June 21, 2022
Home Health Agencies Blast Proposed 2023 Cuts, May Go To Hill
Inside Health Policy
Home health providers are set to ask Congress for relief from CMS’ proposed pay cuts for home health agencies for 2023 — almost 8% of which are based on what the agency sees as changes in behavior tied to the 2020 pay system for the sector — as they say the cuts undermine patient care. CMS is also looking to find ways to recoup what it says are $2 billion in excess payments through the new payment system for 2020 and 2021.
“What we see in the proposed rule is the equivalent of a declaration of war against home health agencies and the 3 plus million patients they serve. To believe this will have no impact on patients is to live in a bubble,” Bill Dombi, president of the National Association for Home Care and Hospice, said in a statement.
He added that the group will be “taking all steps to protect the home health benefit as this proposed rule advances and have fully prepared for Congressional action and more.”
CMS on Friday (June 17) released the proposed 2023 home health pay rule, which includes an overall 4.2% pay cut compared to 2022. That includes an annual pay bump of just under 3%, which providers say isn’t high enough to take into account inflation and the rising costs of transportation to patients’ homes, as well as a permanent cut of about 7.7% to the 30-day pay rate for 2023 for a behavioral assumption adjustment under the Patient-Driven Groupings Model.
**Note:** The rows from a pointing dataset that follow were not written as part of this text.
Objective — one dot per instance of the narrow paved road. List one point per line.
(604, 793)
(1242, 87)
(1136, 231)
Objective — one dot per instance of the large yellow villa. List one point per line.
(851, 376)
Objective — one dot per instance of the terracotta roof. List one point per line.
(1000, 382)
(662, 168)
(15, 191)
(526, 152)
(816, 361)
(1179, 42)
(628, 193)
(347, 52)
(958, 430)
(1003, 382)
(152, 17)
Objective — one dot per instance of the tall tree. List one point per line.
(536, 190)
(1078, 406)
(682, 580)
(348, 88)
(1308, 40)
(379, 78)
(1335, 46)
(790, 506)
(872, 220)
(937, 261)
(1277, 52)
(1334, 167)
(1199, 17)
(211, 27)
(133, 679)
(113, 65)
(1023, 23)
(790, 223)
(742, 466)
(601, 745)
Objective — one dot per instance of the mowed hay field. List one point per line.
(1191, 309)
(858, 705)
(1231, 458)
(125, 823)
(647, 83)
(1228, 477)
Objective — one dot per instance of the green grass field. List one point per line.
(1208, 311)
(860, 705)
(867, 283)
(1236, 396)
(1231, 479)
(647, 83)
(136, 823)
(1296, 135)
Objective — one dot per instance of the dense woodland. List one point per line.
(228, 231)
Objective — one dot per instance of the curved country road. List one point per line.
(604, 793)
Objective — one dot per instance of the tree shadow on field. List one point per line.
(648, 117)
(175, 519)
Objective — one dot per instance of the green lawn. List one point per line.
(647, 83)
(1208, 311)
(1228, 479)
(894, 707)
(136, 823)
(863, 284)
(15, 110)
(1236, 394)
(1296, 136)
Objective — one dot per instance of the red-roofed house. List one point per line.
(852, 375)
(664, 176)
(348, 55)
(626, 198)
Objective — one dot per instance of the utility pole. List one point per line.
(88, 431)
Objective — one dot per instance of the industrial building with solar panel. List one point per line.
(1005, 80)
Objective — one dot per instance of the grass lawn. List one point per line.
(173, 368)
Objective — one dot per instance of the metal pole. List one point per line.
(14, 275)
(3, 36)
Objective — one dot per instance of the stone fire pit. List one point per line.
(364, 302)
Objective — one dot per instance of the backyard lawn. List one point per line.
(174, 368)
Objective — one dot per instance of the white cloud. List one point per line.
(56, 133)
That pay system went into effect in 2020, and the Bipartisan Budget Act of 2018 required its implementation be budget neutral — and for CMS to take into account the role of changing provider behavior under the new model, which was meant to put less emphasis on therapy. The law also required CMS to annually determine the impact of behavior changes, including how expected behavior differs from actual behavior changes, from 2020 through 2026, and to make the necessary pay adjustments so providers are paid the same under PDGM that they would have been under the previous pay model.
Friday’s rule proposes a repricing method, which calculates what the Medicare program would have spent had the PDGM not been implemented in 2020 and 2021, assuming home health agencies would have provided home health services in the same way they do under the PDGM, compared to what actual home health expenditures were under the PDGM in 2020 and 2021. The result is the permanent 7.7% pay cut to the 30-day episode payment, and CMS also says it is getting feedback on a temporary cut to account for $2 billion in excess pay in 2020 and 2021.
CMS proposed to recalibrate the PDGM case-mix weights using 2021 data, as well.
“The stability of home health care is at risk because of CMS proposing the application of a fatally flawed methodology for assessing whether the PDGM payment model led to budget neutral spending in 2020 and later years,” Dombi said.
Joanne Cunningham, CEO of the Partnership for Quality Home Healthcare, said cuts of this magnitude will inevitably affect home health care access, especially in rural areas or those that are harder to reach.
Cunningham said the cut was not a surprise, given that CMS had given the industry a head’s up on its thinking in prior rules, but the sector was hopeful that home health agencies would see a different result. The partnership says the group is deeply disappointed that CMS didn’t take into account technical recommendations the group made, but instead appears to have stuck to its previous methodology for calculating home health pay adjustments, which the group says is flawed.
“While we will continue to analyze the impacts of the Proposed Rule and CMS’ methodology for rationalizing these adjustments, it is disappointing that the agency chose to disregard the thoughtful and data-driven technical recommendations the community has discussed with CMS,” added Cunningham in a statement.